We have assigned each bathroom the same theme as the corresponding bedroom. The indigo room is replete with the small indigo dragon bath.
The corner washbasin comprises a black marble-topped table fitted with a small round dragon washing bowl.
Lighting is set into the bottom of the three-part mirror, this illuminates the washbasin which fits perfectly into the niche. The toilet bowl is hand-painted inside and out, with a custom-made toilet seat. The writing on the cistern is gold-leaf, the inlet pipe and the brass supports are also gilded.
Under the window alcove, there is a small baby bath which is painted to match the toilet. The blue hand towel as well as all other towels have the meander motif which can be found throughout the house.
The shower is built into a niche that was previously an open space that served as the passage to the small hallway. The shower is closed with a glass door.

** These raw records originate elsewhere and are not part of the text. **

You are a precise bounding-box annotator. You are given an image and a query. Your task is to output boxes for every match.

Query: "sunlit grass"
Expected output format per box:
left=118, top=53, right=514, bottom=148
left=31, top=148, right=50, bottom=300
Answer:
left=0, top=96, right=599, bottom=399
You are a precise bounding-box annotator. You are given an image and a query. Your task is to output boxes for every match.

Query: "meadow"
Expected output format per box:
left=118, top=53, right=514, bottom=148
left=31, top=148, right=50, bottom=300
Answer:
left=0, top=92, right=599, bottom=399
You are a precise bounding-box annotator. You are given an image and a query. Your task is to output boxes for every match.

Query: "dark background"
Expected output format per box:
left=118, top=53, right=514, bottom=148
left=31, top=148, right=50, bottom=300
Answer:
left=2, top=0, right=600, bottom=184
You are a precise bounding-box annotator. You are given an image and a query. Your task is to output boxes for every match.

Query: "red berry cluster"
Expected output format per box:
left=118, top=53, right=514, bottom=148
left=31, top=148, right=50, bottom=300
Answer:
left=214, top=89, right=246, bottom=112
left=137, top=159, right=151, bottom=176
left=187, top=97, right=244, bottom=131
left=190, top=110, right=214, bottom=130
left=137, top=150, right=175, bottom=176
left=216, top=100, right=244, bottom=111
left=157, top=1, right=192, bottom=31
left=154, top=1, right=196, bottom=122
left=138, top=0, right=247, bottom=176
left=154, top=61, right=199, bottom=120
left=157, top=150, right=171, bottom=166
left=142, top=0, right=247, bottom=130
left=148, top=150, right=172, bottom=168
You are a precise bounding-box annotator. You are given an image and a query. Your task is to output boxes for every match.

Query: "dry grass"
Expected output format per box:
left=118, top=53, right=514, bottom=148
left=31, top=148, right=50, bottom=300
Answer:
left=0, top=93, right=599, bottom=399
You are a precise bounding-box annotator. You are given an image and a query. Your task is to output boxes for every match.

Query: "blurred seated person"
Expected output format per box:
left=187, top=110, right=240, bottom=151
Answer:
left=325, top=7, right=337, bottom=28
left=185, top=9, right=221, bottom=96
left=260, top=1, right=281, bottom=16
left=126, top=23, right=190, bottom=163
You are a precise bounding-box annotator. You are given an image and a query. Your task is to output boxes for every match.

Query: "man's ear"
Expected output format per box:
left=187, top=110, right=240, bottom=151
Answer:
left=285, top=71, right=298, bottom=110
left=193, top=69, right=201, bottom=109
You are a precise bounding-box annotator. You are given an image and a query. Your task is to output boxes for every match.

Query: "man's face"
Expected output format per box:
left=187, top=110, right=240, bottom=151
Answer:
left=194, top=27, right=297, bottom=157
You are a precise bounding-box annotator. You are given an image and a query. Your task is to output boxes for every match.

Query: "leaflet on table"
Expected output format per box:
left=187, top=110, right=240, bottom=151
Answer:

Towel holders and radiators are made of brass, as are all fittings. The small towel holder as well as the toilet roll holder are finds from an antiques collector as well as from the closure of a popular boutique hotel in Hamburg.
We chose the dark octagonal ceramic tiles for the floor, which are connected to each other by small square tiles. We opted for the hip bath for the master bedroom. The sides of this bath are covered in wood decorated with gilded profiles. A water-repellent curtain drapes lavishly from a brass hoop attached to the ceiling.
The sink and toilet are also hand-painted here and chosen to match the sitz bath. Custom-made toilet seat as well as a custom-made mirror pick up the wood of the bathtub.
Fittings and accessories are from Volevatch. Here we decided to have a light-coloured floor. The shutters on the windows are all custom-made as we wanted to achieve a narrower louvre and a more delicate layout. The proportions of the window and house simply have to be right.
We chose plain white porcelain for the guest bathroom in the coach house.
We have laid down dark ceramic tiles on the floor and we also chose dark granite tiles with a matt surface for the shower. Behind the washbasin, we created a reinterpretation of the shower tiles by hand-painting tiles and coating them with a waterproof protective varnish.
Here the washbasin and toilet are also hand-painted and selected to match the hip bath. A custom-made toilet seat and mirror visually harmonise well with the wood panelling around the bathtub. The edge of the ceiling features another application of the meander band, this time in black. Since there is no window in this bathroom, we fitted the top panel of door to the hallway with glass, letting in some natural light. The glass has bevelled edges and we cut a satin-finished rhombus into the surface, which goes well with the classic door profile of the house.